The work along the four blocks will reduce the number of lanes, add a tree-lined median and replace an aging water line. The $9.6 million state- and city-funded project includes tearing up sidewalks and the pavement to replace aging utilities, modify intersections and add trees. One lane is being removed in each direction north of Hewitt Avenue.

The goal is to encourage redevelopment similar to Library Place and the Aero Apartments by making the area more walkable.

The Rucker Renewal is being done in three phases. It started with the most-northern blocks, from Everett to Hewitt. But traffic has been rerouted away from the area to West Marine View Drive, just a couple of blocks west of Rucker, since July.

Work to prepare for the new sidewalks from California Street to Hewitt was underway by the contractor. The east sidewalk from Hewitt to Wall Street was set for demolition, as well.

The owners of Amante Pizza & Pasta, 1409 Hewitt Ave., like the project’s goals but have qualms about the way construction has gone. Their situation has been complicated by the fact nearby Hoyt Avenue, too, was closed for a time.

“We were told it would be done in sections,” said Daniela Stoyanova, whose mother, Mariela, owns the restaurant. “Shut the street down and then open it up, once it was finished, but everything has stayed shut.”

Per the contract, no more than one full section can be closed at a time, Everett Public Works spokesperson Kathleen Baxter said.

But partial-block closures have complicated access to businesses.
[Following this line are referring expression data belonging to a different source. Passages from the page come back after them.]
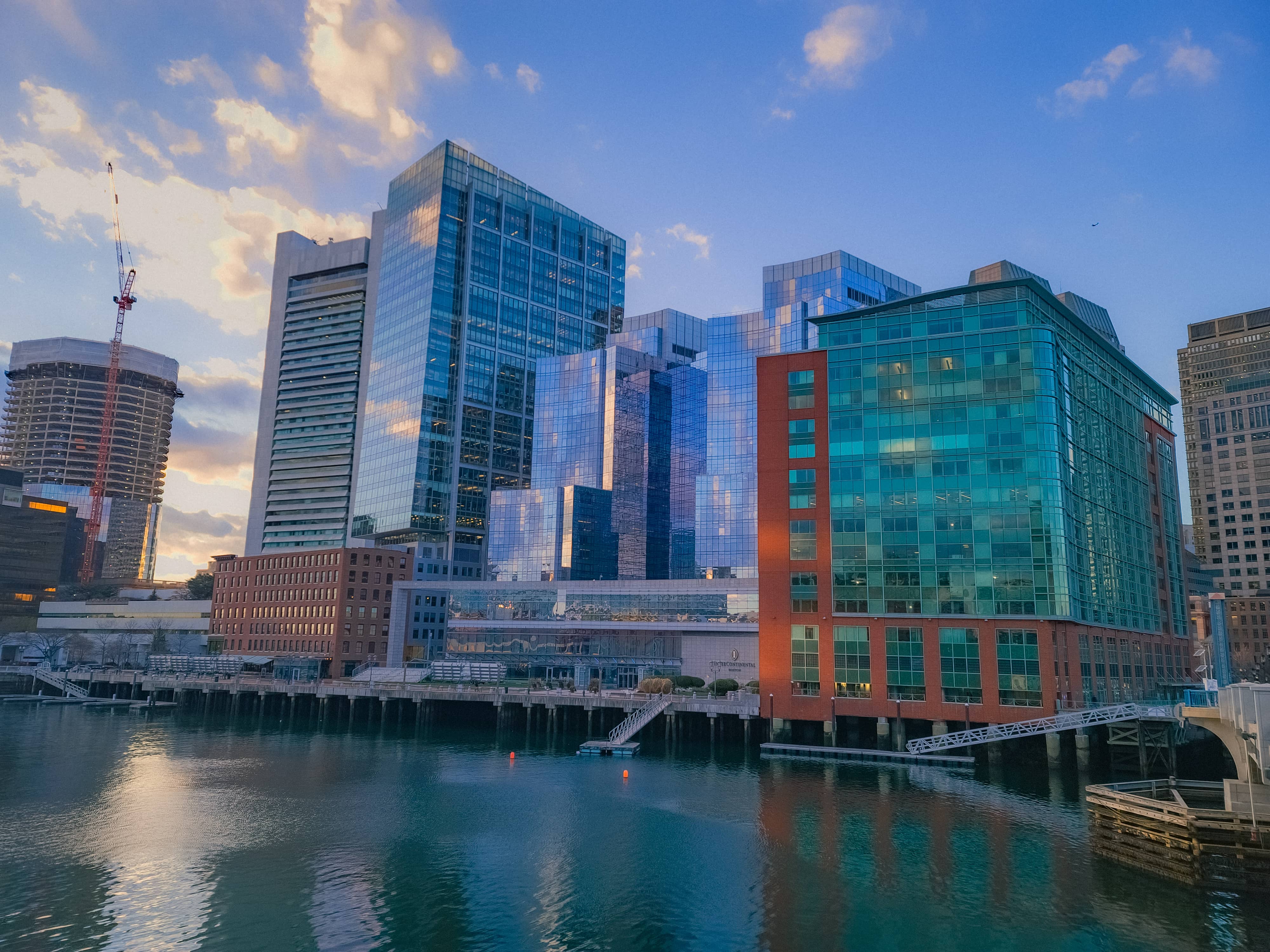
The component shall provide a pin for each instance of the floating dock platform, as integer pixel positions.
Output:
(606, 748)
(864, 756)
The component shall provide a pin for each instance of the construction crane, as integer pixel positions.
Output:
(125, 301)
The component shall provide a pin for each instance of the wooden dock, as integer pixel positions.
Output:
(1180, 831)
(864, 756)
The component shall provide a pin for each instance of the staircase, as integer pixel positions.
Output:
(637, 720)
(60, 681)
(1062, 722)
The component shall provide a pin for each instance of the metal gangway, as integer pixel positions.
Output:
(1061, 722)
(59, 681)
(637, 720)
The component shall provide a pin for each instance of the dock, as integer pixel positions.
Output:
(605, 748)
(863, 756)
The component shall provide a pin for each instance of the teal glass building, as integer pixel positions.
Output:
(479, 277)
(993, 454)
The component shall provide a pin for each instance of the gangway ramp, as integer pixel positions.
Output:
(1061, 722)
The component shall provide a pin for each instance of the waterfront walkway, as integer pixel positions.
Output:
(732, 714)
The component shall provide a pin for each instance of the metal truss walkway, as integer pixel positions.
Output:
(59, 681)
(629, 728)
(1062, 722)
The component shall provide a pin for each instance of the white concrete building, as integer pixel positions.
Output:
(124, 630)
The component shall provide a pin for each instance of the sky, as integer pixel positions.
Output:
(1118, 150)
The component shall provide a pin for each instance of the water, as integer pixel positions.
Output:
(178, 833)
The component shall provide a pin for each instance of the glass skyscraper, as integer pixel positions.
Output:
(481, 277)
(727, 544)
(977, 492)
(1225, 374)
(309, 399)
(623, 422)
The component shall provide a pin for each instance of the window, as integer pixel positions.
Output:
(802, 390)
(802, 539)
(852, 662)
(803, 595)
(806, 675)
(906, 668)
(802, 440)
(1019, 668)
(802, 489)
(959, 667)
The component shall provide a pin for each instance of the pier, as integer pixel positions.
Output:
(345, 700)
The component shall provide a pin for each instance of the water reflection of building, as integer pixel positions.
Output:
(617, 631)
(970, 508)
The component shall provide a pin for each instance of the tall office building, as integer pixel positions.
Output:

Amante customers have complained that they can’t find parking to pick up a pizza or dine in.

“It almost seems like we’re quarantined,” Stoyanova said. “Some days I do not have a single person coming to the dining room.”

The restaurant employs about a dozen workers. “I am really struggling to pay them, especially my servers who depend on tips,” Stoyanova said.

The block that stretches from California Street to Hewitt is expected to open at the end of January, project manager Hood said.

The city says the project has run into unexpected problems. Though crews explored the ground through pot-holing to determine conditions, once it was excavated more fully they found an old wooden water line, voids, oil tanks and other problems that required more work and fill than expected.

“That is a 100-year-old roadway. Each of those presented a challenge,” Hood said.

“The unsuitable soils alone required a week dedicated to excavation and fill time,” Baxter wrote in an email. “It is not possible to know exactly what is there until you start tearing it up.”

Construction workers rebuild the northeast corner of Hewitt and Rucker avenues on Thursday in Everett. (Olivia Vanni / The Herald)

Construction workers rebuild the northeast corner of Hewitt and Rucker avenues on Thursday in Everett. (Olivia Vanni / The Herald)

In the interim, the city made sidewalk signs to direct people to some of the businesses, including AAMCO and Prestige Espresso.

AAMCO owner Kim has been trying to route customers through an alley behind the business because the shop’s main entrance fronts Rucker, which is closed.

But the detour has been a challenge.

“I’ve had customers call multiple times to tell me they just can’t find us,” Kim said.

The winter months — November, December and January — are already the slowest months of the year, Kim said. “It’s never busy for auto repair,” he said. “When we see a drop in volume, in terms of car counts coming in, it just kills us.”

Commuters can expect more intermittent lane closures during the project, set to conclude in May. Baxter said pedestrian access to businesses should be available during construction.